What is the best part of your job?
The best part of my job is the variety; the variety of work and the different sites we cover. The variety in my job allows me to meet and work with different people each day which I really enjoy. I enjoy the challenge of doing something different each day and troubleshooting systems which challenges me to think about what is happening and how to repair something.
Which of Medxcel’s Core Values Speaks most to you?
The Core Value of Dedication means a lot to me. Being responsible for fire systems, we have to be ready to take an emergency call 24/7. We are very dedicated to the safety of our hospital customers and the patients and staff.
Have you learned anything while working for Medxcel that surprised you?
Working for Medxcel I have learned so much about hospitals and how much work it takes behind the scenes to keep everything up and running and to ensure safety. I had a lot of prior experience with the fire systems side of things but working for Medxcel has exposed me to the broader scope of facilities work. I am blown away by how much our managers and supervisors are responsible for and have to keep track of. Medxcel has given me a great perspective and appreciation for what we do for our customers.
How has the pandemic affected your team’s work?
Our core responsibilities remained the same, but we did help out with additional work during the pandemic in order to keep everyone safe. The hospital changed over a lot of their air systems to different pressures in different areas of the hospital. We helped with that process by modifying the fire alarm systems when air handlers were shut down to ensure compliance. When it came to the sprinkler systems, some rooms had to be converted and that involved changing the ceiling configuration in some cases. In those cases we worked with our partners to adjust the sprinkler systems when needed to be sure they were still covering the new room configuration properly and were in compliance. We wore more PPE and took more precautions to keep our team safe but continued with our work on site every day.

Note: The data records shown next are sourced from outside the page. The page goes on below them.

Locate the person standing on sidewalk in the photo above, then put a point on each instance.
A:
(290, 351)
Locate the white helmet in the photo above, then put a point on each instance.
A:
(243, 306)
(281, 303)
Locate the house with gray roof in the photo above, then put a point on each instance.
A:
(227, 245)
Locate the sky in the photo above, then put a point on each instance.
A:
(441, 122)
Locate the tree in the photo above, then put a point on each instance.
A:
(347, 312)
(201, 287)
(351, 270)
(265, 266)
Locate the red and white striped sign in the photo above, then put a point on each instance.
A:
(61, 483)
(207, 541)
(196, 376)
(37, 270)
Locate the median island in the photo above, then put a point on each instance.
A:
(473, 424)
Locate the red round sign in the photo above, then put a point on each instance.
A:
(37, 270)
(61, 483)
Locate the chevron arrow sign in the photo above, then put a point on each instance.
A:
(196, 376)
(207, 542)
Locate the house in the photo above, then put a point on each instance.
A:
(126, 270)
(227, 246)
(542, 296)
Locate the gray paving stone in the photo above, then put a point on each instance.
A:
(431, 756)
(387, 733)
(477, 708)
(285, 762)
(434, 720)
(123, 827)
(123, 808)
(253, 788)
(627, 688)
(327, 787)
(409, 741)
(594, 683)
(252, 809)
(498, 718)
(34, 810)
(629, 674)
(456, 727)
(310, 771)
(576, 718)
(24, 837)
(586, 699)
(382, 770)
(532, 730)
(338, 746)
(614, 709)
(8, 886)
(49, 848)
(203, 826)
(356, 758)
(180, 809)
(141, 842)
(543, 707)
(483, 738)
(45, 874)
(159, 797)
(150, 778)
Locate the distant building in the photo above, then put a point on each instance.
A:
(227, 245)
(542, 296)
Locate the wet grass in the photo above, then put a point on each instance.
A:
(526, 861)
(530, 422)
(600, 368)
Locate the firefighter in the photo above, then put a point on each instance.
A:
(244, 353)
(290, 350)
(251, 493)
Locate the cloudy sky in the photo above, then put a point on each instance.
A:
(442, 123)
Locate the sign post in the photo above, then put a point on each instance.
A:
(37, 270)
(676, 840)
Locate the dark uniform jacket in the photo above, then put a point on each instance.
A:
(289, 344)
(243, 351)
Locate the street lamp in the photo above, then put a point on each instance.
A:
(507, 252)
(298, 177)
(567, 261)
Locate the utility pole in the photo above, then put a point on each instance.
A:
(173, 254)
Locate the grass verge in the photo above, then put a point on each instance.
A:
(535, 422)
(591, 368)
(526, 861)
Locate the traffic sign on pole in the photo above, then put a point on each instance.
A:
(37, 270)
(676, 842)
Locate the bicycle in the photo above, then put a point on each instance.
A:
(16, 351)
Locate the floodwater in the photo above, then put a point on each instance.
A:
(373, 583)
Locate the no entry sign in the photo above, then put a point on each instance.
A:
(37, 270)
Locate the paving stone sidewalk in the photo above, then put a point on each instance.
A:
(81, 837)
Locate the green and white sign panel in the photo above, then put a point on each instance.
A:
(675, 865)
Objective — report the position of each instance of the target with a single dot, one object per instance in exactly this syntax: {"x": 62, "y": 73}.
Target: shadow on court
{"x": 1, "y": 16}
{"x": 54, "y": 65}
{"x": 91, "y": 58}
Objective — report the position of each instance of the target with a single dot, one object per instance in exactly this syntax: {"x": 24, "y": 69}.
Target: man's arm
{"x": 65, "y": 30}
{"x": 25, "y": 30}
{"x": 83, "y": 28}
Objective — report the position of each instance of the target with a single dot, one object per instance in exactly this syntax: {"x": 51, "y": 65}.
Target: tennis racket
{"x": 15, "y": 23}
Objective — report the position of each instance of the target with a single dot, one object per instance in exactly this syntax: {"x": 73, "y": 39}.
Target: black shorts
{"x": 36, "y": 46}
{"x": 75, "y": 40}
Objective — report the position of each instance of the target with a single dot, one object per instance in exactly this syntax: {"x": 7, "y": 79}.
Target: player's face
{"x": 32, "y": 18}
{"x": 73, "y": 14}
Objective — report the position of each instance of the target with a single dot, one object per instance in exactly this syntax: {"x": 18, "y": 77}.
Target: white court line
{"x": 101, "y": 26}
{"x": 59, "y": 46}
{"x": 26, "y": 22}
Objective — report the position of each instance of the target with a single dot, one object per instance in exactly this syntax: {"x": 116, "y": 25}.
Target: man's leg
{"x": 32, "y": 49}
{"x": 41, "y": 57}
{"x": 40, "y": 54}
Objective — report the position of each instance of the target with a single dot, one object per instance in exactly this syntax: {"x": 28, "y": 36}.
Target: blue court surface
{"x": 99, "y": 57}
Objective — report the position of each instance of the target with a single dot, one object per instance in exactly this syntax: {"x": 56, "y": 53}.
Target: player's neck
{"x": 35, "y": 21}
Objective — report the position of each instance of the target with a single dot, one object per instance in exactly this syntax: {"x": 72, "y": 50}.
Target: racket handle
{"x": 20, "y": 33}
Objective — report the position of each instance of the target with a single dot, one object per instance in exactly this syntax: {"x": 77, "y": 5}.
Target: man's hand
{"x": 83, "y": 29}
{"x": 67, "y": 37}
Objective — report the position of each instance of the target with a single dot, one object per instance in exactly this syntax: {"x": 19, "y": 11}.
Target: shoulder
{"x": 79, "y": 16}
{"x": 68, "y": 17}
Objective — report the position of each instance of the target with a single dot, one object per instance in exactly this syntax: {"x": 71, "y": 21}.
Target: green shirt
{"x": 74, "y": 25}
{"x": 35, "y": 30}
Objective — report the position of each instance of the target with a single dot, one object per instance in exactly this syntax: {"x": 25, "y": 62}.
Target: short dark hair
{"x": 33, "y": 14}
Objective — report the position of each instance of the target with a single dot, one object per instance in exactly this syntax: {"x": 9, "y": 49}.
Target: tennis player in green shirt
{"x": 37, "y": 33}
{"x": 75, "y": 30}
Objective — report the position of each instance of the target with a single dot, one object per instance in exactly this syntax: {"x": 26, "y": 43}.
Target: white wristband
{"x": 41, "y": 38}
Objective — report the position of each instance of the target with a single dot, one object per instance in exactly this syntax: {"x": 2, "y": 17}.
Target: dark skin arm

What would you tell someone considering a career with Medxcel?
Working for Medxcel has been a great experience for me. I really appreciate all of the training opportunities that are available, and I’ve been able to further my career thanks to that. Medxcel supports us fully with any type of training we want to pursue, whether through Medxcel University or the pursuit of outside certifications; I love that! Medxcel is a great place to be for someone wanting to grow personally as well as professionally.
Is there a project that you are particularly proud of?
The fire detectors at our site were aging and in Alabama we experience a lot of humidity swings in the spring and summer. For some reason, the humidity was causing the older detectors to false alarm. We took on a project where we went through and tested and then changed out about 25% of the smoke detectors in the building. Two of us did most of the work ourselves, testing detectors, changing them out, programming them, and then testing the new detectors. This year I don’t think we’ve had a single false alarm due to humidity, so I’m proud that that project really paid off.